While some are engaged in assaulting an organization dedicated to survivors needs, others fully comprehend that the Claims Conference is the primary vehicle for alleviating survivors suffering.

Major philanthropists and foundations have entrusted us to ensure that their money will see to survivors needs.

The Harry and Jeanette Weinberg Foundation, one of the largest Jewish foundations in the world, has just announced a $10 million fund for emergency needs for the victims of Nazism. To their credit, the Weinberg Foundation trustees did the research, studied these issues and concluded that on top of all of the Claims Conference contributions and our four-year spend-down plan, additional funds are needed for survivors. They asked the Claims Conference to administer the funds and their visionary leadership in providing supplemental funds should be an example to all.

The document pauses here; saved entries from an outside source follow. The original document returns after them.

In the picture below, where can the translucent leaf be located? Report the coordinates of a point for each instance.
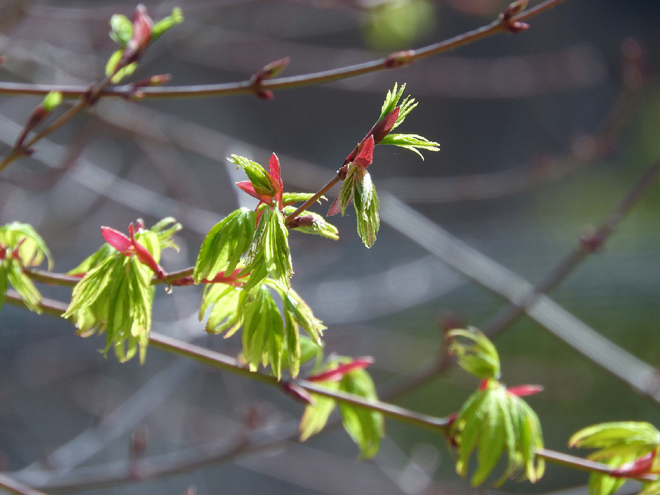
(269, 253)
(316, 416)
(226, 312)
(494, 421)
(366, 207)
(263, 332)
(23, 285)
(614, 434)
(365, 427)
(412, 142)
(224, 245)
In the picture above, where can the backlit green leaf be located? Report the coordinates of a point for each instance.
(224, 245)
(176, 17)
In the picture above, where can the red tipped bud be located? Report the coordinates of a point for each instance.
(366, 155)
(506, 17)
(142, 24)
(116, 239)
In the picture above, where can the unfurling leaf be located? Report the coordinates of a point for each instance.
(630, 448)
(20, 248)
(494, 421)
(263, 332)
(364, 426)
(224, 245)
(115, 295)
(263, 184)
(269, 254)
(176, 17)
(479, 358)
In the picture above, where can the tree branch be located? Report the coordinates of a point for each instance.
(394, 60)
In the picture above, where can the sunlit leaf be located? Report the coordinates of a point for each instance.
(479, 357)
(224, 245)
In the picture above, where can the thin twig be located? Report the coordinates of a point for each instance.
(588, 245)
(16, 487)
(228, 363)
(247, 87)
(89, 97)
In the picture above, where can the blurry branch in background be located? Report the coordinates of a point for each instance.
(527, 299)
(244, 445)
(16, 487)
(397, 59)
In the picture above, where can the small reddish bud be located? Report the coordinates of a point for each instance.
(335, 208)
(142, 24)
(248, 188)
(506, 17)
(297, 393)
(525, 390)
(640, 466)
(144, 255)
(116, 239)
(366, 155)
(336, 374)
(399, 59)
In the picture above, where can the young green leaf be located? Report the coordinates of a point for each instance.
(479, 358)
(115, 295)
(121, 29)
(627, 446)
(412, 142)
(313, 223)
(366, 207)
(494, 420)
(260, 179)
(226, 312)
(224, 245)
(176, 17)
(316, 416)
(365, 427)
(263, 332)
(269, 254)
(31, 247)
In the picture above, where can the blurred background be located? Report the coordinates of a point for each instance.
(541, 134)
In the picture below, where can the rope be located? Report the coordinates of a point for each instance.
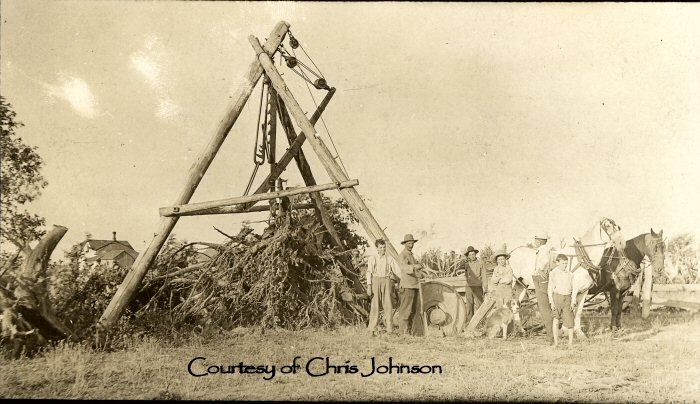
(307, 82)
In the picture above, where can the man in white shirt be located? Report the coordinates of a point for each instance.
(380, 286)
(541, 281)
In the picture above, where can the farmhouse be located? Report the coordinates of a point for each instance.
(110, 253)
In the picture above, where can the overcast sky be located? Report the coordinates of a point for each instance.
(465, 124)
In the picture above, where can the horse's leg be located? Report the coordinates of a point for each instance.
(620, 300)
(614, 308)
(580, 300)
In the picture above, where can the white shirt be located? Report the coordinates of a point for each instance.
(381, 267)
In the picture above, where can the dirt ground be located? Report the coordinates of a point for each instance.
(654, 360)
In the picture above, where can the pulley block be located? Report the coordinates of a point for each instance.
(321, 84)
(293, 42)
(291, 62)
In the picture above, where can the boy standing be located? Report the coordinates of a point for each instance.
(559, 293)
(380, 286)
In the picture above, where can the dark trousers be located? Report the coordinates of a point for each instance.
(474, 296)
(408, 307)
(543, 304)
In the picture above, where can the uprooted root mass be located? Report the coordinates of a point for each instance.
(286, 278)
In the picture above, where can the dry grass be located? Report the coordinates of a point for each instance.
(658, 364)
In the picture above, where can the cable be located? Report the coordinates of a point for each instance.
(323, 121)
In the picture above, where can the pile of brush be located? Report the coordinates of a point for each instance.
(287, 277)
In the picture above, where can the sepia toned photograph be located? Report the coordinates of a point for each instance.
(350, 201)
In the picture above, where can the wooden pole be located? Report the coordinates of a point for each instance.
(293, 149)
(130, 285)
(227, 210)
(272, 136)
(369, 223)
(308, 176)
(194, 207)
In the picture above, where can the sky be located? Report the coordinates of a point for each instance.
(465, 124)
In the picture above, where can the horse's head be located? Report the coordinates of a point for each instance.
(655, 249)
(614, 233)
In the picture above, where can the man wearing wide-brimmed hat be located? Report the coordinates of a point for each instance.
(500, 290)
(409, 304)
(541, 281)
(475, 272)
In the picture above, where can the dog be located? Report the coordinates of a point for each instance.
(501, 318)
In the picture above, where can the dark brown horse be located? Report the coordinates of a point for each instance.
(618, 270)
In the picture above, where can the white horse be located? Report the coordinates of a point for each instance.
(603, 233)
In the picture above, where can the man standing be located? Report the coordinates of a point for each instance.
(500, 290)
(410, 274)
(380, 270)
(541, 281)
(475, 272)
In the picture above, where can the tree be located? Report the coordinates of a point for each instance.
(21, 183)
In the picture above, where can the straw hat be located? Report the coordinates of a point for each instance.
(501, 253)
(407, 238)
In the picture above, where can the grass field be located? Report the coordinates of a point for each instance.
(654, 360)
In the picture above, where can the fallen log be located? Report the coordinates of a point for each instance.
(31, 294)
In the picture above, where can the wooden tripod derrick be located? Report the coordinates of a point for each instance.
(284, 106)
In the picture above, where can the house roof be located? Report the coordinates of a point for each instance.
(109, 249)
(100, 244)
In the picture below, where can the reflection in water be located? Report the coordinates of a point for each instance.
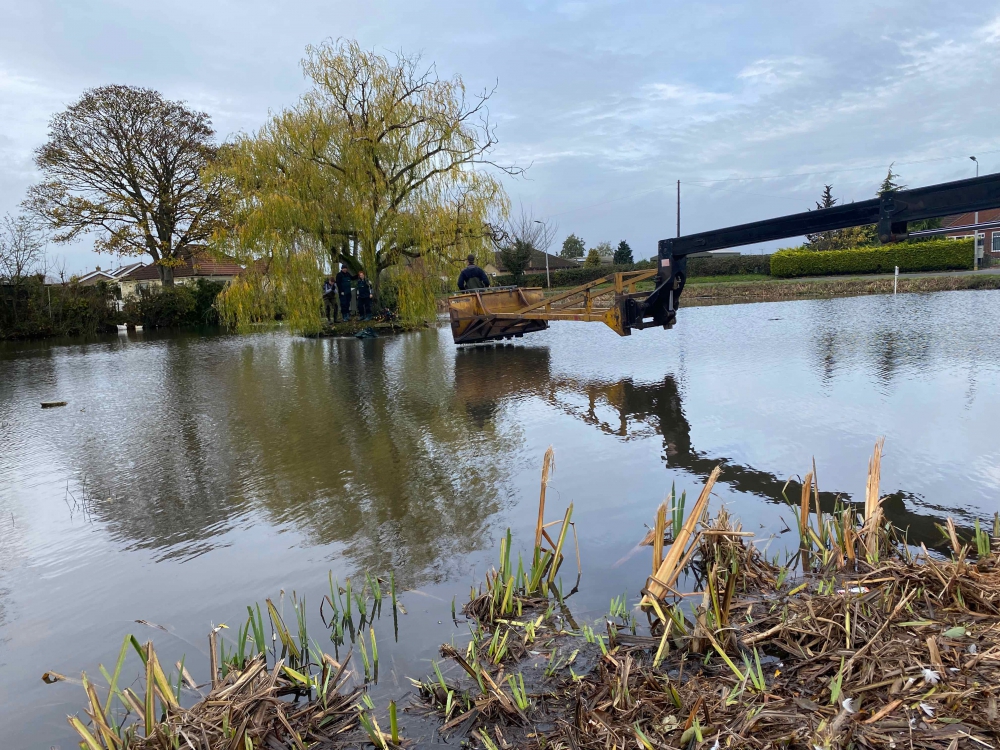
(628, 411)
(357, 443)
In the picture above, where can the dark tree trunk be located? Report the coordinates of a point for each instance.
(166, 275)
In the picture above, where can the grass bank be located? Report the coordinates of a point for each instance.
(854, 639)
(710, 292)
(367, 328)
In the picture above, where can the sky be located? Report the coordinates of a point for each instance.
(753, 106)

In the meantime, Claims Conference work continues at full speed. We have already allocated more than $215 million this year ($136 million from recovered property, another $80 million received through negotiations between the Claims Conference and the German and Austrian governments, and other funds such as those provided to the Claims Conference by the US Federal courts under various settlements) for home care, medicine, food programs, social welfare services for Shoah survivors and other programs in 46 countries.

Nevertheless, as we well know, the needs of Holocaust victims are greater than the resources available. For this reason, we need to work even harder and cannot be distracted from this vital mission by hearsay and gossip.


The nearly 60-year historic endeavor to obtain compensation and restitution for survivors of the Shoah and victims’ heirs has been, and continues to be, unparalleled in Jewish and indeed human history.

Had it not accomplished so much and striven so mightily on behalf of the survivors, the Claims Conference might not have received this attention and been so bitterly criticized.

If obtaining $70 billion for Holocaust victims; recovering property; providing food packages and home care; and establishing a historical precedent for compensation and restitution means that the Claims Conference will continue to be a target for perennial critics, then let the critics continue writing, and we’ll continue helping survivors live out their final years in greater comfort and dignity.

The writer is the chairman of the Claims Conference.